While watching a well-known TV news channel the other day, a report came on about student reactions to the enhanced security procedures at U. S. airports. The correspondent indicated that students are split right down the middle, 50-50 on the use of full-body airport scanners. Fifty percent favor, fifty percent oppose. I was curious what data there were to support this contention. The correspondent stated that half the students he talked to were in favor, half opposed. He then proceeded to present the results of his sample, which appeared to be N = 2, one student in favor, one student opposed. But he went on, according to another poll, most Americans favor the full-body scanners. Now “most” is a most ambiguous word in my mind. By definition, most simply means the majority, but if asked to attach a number to the word “most,” I tend to think about 80%. So I concluded that about 80% of Americans favor the new scanning procedure. But just to be sure, I looked up the poll that was being cited here. ( http://www.washingtonpost.com/wp-srv/politics/polls/postpoll_11222010.html?hpid=topnews)
The poll indicated it was based on a random sample of 514 adults who were called either on their land line or cell phones. Now a random sample is one in which each member of a a population has an equal chance of being included in the sample. But I for one, have no chance of being included in this sample; I never respond to telephone polls, sometimes quite ungraciously. So the question arises, how many calls were made to obtain 514 responses? And how would those who declined to participate in this poll have responded?

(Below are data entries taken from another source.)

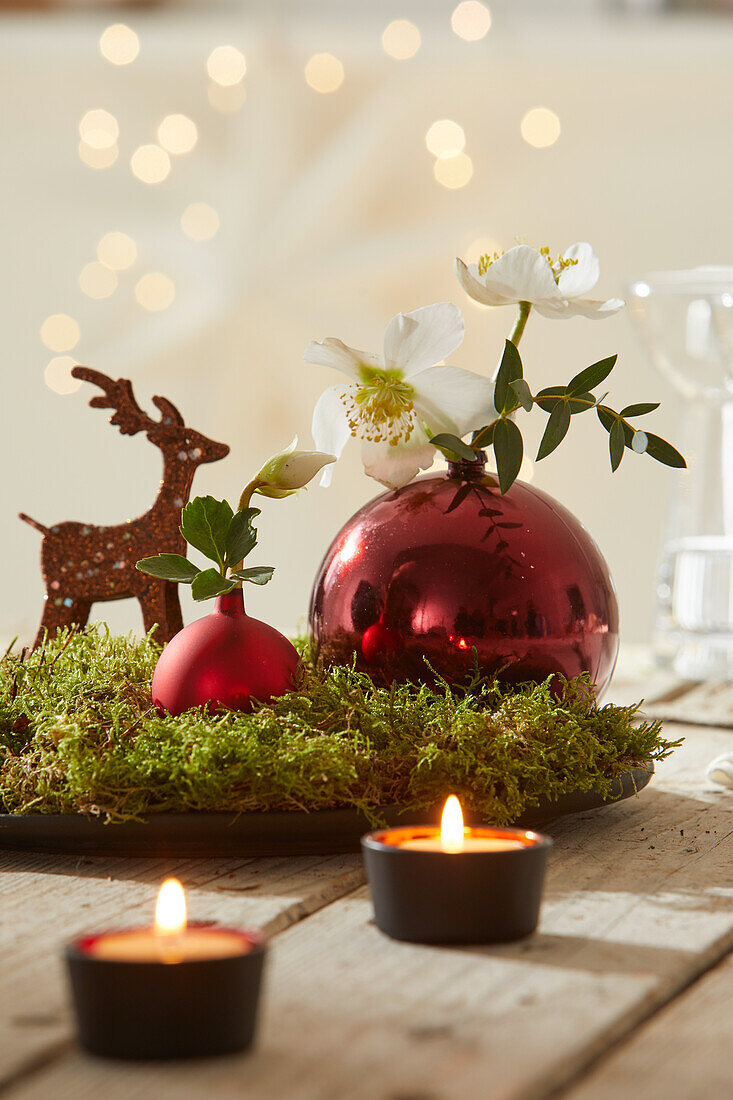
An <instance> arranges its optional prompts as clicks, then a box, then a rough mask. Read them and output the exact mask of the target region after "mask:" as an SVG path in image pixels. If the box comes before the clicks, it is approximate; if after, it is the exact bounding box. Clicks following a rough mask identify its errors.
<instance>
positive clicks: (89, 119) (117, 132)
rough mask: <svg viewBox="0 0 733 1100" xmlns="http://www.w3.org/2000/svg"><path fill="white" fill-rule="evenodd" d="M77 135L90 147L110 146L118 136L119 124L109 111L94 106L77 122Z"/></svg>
mask: <svg viewBox="0 0 733 1100" xmlns="http://www.w3.org/2000/svg"><path fill="white" fill-rule="evenodd" d="M79 136H80V139H81V141H83V142H84V144H85V145H88V146H89V147H90V149H111V147H112V146H113V145H114V144H116V143H117V139H118V138H119V136H120V124H119V122H118V121H117V119H116V118H114V116H113V114H110V112H109V111H105V110H103V109H102V108H96V109H95V110H92V111H87V112H86V114H85V116H84V118H83V119H81V121H80V122H79Z"/></svg>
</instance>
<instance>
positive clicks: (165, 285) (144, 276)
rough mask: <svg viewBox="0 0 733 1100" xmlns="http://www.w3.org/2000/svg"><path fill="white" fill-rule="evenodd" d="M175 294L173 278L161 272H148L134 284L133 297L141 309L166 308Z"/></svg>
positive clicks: (175, 292)
mask: <svg viewBox="0 0 733 1100" xmlns="http://www.w3.org/2000/svg"><path fill="white" fill-rule="evenodd" d="M175 296H176V288H175V286H174V284H173V279H169V278H168V276H167V275H163V274H162V273H161V272H149V273H147V275H143V277H142V278H140V279H138V283H136V285H135V298H136V299H138V301H139V304H140V305H141V306H142V307H143V309H149V310H150V311H151V312H156V311H157V310H160V309H167V308H168V306H169V305H171V303H172V301H173V299H174V298H175Z"/></svg>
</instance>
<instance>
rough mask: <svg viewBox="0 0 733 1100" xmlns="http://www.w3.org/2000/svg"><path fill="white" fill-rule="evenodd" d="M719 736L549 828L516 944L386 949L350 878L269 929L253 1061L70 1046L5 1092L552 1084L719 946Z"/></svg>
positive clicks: (597, 1054)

The poll results indicate that if we consider only those people who “strongly support” the new body scanners, then 37% of the sample responded favorably. Twenty-seven percent were somewhat in favor, for a total of 64% responding that they support the scanning, either strongly or somewhat. But only 48% responded in a favorable way to the enhanced hand searches. And it also seems reasonable to expect that those who fly infrequently or not at all (53% of the respondents in the survey) may differ in their beliefs from those who fly frequently. We might also expect differences related to age of respondents, but we can’t tell from the results of the poll.
In her recent blog post, Bonnie included data collection methods as one of the core concerns for an introductory statistics course. To quote:
“Though I have said to my students more times that I can count, ‘the quality of our statistics is limited by the quality of our sample,’ I must admit to being a bit surprised that this was considered critical by others, especially since when I look at many undergraduate statistics textbooks, data collection methods are barely mentioned.”
The two examples given above provide excellent support for Bonnie’s contention that students should be taught to carefully evaluate the quality of the data on which statistics are based. Who were the subjects and how were they selected? What questions were asked and what responses allowed? And what inferences can be made from the results. It might prove to be an interesting class exercise to have students find media reports of current polls and then actually access the poll to see who the respondents were, what questions were asked, and the results obtained.